RESEARCH BRIEFING

Pfizer/BioNtech data from Israel. Four key takeaways including why the second dose matters

The United States has administered the highest number of coronavirus vaccines. Israel had vaccinated the second highest percentage of its population, trailing only Seychelles, the nation located in the Somali Sea

New data in The Lancet out yesterday provides important updates and insights that go well beyond the usual expected results—i.e. that the Pfizer/BioNtech mRNA-based coronavirus vaccine works spectacularly well. Let's look at four key points in this new study.

First, the data show that the "real world" data match the approximate findings of the data from the phase III clinical trials which first made headlines in November. The vaccine provides impressive protection against covid-19-related hospitalization and deaths across a wide spectrum of age groups. The news here is that the data remain impressive—with 97 percent reduction in hospitalizations—even in the face of SARS-CoV-2 variants. The B.1.1.7 variant (the so-called "UK Variant") accounted for 94.5 percent of all infections. This is incredibly important news.

Second, the vaccine decreased both symptomatic infection (97 percent effective) and asymptomatic infection as well (91.5 percent effective). This means that the over 9 in 10 people who are vaccinated have zero chance of spreading the virus to others. Whether spread occurred from the few people who had "breakthrough infections" to other people remains unknown.

Third, the vaccine was effective across a wide array of ages. Some people mistakenly believe that covid-19 is harmless to adolescents and young adults. In Israel, 36 people aged 16-44 died of covid-19 during the 2.5 month period that was studied. Every single one of those deaths occurred in unvaccinated individuals. Given that Israel's population is approximately 36-times smaller than the United States, the equivalent number of deaths in the US would have recorded 1,300 deaths among persons age 16-44. This is a strong argument for vaccinating people in all approved age groups. 

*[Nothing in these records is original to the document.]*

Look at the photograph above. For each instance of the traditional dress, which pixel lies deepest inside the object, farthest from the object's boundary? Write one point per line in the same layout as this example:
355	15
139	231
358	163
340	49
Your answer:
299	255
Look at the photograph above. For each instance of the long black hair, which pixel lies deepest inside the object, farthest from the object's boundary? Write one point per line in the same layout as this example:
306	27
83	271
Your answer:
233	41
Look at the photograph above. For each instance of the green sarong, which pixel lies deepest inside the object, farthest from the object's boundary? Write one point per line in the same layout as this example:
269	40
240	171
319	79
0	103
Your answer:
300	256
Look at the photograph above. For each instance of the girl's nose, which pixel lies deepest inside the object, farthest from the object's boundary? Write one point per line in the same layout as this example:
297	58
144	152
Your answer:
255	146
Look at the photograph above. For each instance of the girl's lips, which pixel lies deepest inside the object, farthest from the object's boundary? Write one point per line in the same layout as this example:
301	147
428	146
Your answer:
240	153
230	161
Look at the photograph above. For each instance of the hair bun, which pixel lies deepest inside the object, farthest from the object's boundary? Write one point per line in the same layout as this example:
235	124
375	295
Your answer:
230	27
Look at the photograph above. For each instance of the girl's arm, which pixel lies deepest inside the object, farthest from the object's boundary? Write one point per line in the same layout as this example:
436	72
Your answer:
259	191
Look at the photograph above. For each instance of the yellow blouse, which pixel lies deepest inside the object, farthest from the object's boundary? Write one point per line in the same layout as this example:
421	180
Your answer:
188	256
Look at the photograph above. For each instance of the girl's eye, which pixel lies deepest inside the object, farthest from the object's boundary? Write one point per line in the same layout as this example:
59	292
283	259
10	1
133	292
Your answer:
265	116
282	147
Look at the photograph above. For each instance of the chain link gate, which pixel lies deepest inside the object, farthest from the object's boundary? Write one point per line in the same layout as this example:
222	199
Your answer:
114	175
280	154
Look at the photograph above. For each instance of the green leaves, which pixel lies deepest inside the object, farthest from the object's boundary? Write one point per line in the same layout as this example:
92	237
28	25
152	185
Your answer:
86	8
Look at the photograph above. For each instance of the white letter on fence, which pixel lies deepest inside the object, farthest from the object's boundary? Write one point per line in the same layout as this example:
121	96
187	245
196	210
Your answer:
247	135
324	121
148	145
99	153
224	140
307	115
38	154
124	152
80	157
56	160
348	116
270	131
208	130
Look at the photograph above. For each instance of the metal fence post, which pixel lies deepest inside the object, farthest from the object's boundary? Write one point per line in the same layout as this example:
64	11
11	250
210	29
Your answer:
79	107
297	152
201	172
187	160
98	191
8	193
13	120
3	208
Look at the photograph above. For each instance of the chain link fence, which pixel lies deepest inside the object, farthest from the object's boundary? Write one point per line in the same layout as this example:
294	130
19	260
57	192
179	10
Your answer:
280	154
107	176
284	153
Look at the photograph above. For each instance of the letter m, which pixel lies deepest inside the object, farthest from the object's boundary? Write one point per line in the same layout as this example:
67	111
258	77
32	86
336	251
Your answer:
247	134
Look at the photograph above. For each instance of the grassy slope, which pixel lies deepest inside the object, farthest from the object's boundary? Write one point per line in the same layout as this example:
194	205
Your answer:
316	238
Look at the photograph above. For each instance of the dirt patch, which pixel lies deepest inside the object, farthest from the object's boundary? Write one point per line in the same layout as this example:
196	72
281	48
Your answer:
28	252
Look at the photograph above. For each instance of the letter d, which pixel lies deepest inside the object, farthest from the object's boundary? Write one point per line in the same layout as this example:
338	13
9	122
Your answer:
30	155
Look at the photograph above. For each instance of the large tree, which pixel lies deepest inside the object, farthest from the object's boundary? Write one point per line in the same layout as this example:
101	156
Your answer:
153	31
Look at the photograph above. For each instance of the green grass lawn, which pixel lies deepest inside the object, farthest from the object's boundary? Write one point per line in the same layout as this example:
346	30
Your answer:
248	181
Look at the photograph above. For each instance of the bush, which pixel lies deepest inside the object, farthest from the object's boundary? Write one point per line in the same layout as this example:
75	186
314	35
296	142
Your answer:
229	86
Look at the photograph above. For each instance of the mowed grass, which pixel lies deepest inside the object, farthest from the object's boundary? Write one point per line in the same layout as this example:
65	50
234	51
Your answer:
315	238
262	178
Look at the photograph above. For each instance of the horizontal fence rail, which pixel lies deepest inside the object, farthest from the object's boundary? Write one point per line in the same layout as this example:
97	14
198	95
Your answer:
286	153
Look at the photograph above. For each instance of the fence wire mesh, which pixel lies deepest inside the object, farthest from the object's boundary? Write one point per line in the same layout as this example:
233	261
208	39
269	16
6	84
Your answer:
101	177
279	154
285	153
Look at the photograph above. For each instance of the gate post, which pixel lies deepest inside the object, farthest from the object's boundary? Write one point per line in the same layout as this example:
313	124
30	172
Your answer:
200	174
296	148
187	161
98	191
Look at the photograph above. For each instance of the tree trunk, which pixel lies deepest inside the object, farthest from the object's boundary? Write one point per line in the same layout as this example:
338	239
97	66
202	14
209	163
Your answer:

Lastly, the study provided granular data on the effectiveness of one dose. The researchers found that at day 21 (i.e. prior to a 2nd vaccination), the vaccine's effectiveness was certainly notable but not nearly at its peak. At day 21, the effectiveness in protecting vaccine recipients from any-and-all infection was 57 percent; the effectiveness in protecting against asymptomatic infection was 49 percent. This implies that in the weeks leading up to the 2nd dose and after, an important fraction of people could still get the virus, some of whom were hospitalized and died. Again, it remains unknown whether these partially vaccinated individuals were able to spread the virus to others still. In addition, we do not know how long the first dose confers immunity. So while one dose is certainly a large improvement over zero doses, these data suggest that, at least for now, the second dose is important. That said, the researchers did not follow outcomes of the relatively few persons who never received a second dose, so we do not know whether the numbers would have improved to the levels seen two weeks after the second dose. What is known is that the second dose of the Pfizer/BioNtech vaccine boosts antibody levels impressively, a finding which is thought to help protect against coronavirus variants slipping out of the antibody-virus chokehold more easily.


POLICY BRIEFING

Eli Lilly facing staff complaints at its drug manufacturing sites

In the haste to beat back the ever-advancing covid-19 pandemic over the past year, scientists, researchers, and pharmaceutical companies have had to work at breakneck speed—occasionally to the detriment of quality. Examples of this came in the form of at least some less-than-high-quality journal articles, and some questionable manufacturing practices at one of the facilities making the Johnson & Johnson vaccine. Now, Eli Lilly seems to be facing some similar challenges with respect to quality control. 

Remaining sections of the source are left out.